RT-DC datasets

Knowing and understanding the RT-DC dataset classes is an important prerequisite when working with dclab. They are all derived from RTDCBase which allows read-only access to all features with a dictionary-like interface, facilitates data export or filtering, and comes with several convenience methods that are useful for data visualization.
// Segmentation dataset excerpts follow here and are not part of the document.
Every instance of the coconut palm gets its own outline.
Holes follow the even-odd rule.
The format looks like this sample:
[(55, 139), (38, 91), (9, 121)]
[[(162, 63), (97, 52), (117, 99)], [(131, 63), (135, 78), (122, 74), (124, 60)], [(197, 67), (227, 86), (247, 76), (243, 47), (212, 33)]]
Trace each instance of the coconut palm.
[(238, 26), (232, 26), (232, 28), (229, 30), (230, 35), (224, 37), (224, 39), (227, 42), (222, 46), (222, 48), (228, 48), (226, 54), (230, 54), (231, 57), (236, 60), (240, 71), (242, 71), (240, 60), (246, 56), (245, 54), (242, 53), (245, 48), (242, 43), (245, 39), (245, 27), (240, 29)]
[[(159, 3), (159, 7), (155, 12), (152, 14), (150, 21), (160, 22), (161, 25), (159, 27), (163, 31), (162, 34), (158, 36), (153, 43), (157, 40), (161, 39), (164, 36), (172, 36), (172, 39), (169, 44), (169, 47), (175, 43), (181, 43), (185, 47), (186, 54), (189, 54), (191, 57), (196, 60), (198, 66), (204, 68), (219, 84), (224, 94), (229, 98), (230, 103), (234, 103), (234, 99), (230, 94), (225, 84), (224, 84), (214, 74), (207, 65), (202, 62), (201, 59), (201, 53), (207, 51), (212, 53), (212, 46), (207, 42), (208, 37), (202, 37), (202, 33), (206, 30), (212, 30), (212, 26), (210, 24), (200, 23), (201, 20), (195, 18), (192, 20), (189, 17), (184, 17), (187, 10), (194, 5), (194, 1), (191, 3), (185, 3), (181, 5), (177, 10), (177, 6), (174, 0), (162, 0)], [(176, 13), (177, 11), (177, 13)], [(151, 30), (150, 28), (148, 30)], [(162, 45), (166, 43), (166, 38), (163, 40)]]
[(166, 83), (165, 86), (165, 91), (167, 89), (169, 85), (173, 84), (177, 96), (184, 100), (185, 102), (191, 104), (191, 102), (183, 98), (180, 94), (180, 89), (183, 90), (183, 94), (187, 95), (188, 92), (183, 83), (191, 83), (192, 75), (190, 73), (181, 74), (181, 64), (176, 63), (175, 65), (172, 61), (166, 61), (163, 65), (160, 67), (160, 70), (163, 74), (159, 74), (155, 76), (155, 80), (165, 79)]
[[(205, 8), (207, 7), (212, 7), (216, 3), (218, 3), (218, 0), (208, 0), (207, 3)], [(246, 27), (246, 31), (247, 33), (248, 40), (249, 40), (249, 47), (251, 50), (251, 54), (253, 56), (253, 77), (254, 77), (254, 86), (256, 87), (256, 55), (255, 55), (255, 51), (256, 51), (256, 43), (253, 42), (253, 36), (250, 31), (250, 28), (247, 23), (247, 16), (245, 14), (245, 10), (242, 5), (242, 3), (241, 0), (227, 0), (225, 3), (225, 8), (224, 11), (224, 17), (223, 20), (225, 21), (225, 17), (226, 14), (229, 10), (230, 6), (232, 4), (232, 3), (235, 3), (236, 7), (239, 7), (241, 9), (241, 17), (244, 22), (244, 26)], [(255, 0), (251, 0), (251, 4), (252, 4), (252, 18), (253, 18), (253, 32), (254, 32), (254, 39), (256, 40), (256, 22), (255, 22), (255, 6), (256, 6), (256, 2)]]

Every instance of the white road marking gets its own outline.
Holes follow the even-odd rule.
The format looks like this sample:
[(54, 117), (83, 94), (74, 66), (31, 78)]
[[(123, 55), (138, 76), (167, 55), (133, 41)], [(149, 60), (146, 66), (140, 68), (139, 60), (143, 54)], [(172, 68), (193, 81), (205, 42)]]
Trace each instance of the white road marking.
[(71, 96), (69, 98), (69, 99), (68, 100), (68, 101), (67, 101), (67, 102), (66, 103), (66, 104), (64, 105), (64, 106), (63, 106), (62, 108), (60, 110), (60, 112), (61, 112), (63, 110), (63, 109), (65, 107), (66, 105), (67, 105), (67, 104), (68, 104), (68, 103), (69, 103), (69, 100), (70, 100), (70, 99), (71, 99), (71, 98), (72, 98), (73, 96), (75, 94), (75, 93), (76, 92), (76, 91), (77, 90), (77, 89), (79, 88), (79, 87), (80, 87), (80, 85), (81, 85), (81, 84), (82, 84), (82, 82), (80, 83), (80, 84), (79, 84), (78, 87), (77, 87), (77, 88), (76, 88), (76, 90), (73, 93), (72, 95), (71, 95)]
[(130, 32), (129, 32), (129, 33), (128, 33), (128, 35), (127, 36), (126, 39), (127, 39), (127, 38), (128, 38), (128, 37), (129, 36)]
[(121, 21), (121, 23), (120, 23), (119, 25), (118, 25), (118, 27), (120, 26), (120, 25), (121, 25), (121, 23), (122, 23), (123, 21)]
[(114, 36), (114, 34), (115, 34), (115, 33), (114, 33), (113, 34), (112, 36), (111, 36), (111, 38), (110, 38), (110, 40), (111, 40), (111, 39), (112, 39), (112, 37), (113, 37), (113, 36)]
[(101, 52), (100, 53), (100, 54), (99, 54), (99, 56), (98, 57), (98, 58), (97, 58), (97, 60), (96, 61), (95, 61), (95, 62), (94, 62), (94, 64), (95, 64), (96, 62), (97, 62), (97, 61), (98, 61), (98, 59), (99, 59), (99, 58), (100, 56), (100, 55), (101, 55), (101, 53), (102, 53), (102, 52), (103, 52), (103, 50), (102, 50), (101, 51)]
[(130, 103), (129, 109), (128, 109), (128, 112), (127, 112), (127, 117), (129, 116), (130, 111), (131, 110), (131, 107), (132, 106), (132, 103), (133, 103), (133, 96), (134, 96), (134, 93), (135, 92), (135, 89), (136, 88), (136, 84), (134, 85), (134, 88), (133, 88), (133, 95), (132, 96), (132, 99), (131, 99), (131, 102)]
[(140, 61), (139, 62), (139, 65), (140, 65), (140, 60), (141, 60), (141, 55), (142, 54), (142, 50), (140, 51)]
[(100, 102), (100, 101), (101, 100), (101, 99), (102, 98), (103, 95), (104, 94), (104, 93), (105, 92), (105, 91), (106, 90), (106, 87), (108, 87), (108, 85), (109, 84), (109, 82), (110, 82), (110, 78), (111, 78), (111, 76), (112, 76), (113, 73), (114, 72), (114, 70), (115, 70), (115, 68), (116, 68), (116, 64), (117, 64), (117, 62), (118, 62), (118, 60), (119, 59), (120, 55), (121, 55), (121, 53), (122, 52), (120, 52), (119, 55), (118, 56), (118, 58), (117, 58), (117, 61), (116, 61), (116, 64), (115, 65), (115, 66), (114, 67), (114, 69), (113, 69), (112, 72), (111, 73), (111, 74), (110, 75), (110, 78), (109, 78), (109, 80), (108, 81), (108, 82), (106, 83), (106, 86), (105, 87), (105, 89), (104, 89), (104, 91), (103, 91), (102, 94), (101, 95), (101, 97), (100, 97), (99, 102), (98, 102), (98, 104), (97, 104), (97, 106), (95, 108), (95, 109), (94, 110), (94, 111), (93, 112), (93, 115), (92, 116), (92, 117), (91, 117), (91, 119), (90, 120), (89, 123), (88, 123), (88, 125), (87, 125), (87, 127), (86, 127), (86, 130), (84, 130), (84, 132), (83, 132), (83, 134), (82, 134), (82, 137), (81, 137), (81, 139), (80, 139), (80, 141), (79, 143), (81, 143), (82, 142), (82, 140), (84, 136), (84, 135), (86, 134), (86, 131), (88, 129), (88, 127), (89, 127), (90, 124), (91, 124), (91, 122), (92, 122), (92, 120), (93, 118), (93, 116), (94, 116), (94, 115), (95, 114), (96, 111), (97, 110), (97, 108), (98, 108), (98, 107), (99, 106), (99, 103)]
RT-DC datasets can be based on a data file format (RTDC_TDMS and RTDC_HDF5), accessed from an online repository (RTDC_DCOR), created from user-defined dictionaries (RTDC_Dict), or derived from other RT-DC datasets (RTDC_Hierarchy).

Opening a dataset

The convenience function dclab.new_dataset() takes care of determining the data format and returns the corresponding derived class.

In [1]: import dclab

In [2]: ds = dclab.new_dataset("data/example.rtdc")

In [3]: ds.__class__.__name__
Out[3]: 'RTDC_HDF5'

Creating an in-memory dataset

It is also possible to load other data into dclab from a dictionary.

In [4]: data = dict(deform=np.random.rand(100),
   ...:             area_um=np.random.rand(100))
   ...: 

In [5]: ds_dict = dclab.new_dataset(data)

In [6]: ds_dict.__class__.__name__
Out[6]: 'RTDC_Dict'

If you would like to create your own .rtdc files, you can make use of the RTDCWriter class.

In [7]: with dclab.RTDCWriter("my-data.rtdc", mode="reset") as hw:
   ...:     hw.store_metadata({"experiment": {"sample": "my sample",
   ...:                                       "run index": 1}})
   ...:     hw.store_feature("deform", np.random.rand(100))
   ...:     hw.store_feature("area_um", np.random.rand(100))
   ...: 

In [8]: ds_custom = dclab.new_dataset("my-data.rtdc")

In [9]: print(ds_custom.features)
['area_um', 'deform', 'index']

In [10]: print(ds_custom.config["experiment"])
{'event count': 100, 'run index': 1, 'sample': 'my sample'}

Exporting data

The RTDCBase class has the attribute RTDCBase.export which allows to export event data to several data file formats. See Export for more information.

In [11]: ds.export.tsv(path="export_example.tsv",
   ....:               features=["area_um", "deform"],
   ....:               filtered=True,
   ....:               override=True)
   ....: 

In [12]: ds.export.hdf5(path="export_example.rtdc",
   ....:                features=["area_um", "aspect", "deform"],
   ....:                filtered=True,
   ....:                override=True)
   ....: 

Note that data exported as HDF5 files can be loaded with dclab (reproducing the previously computed statistics - without filters).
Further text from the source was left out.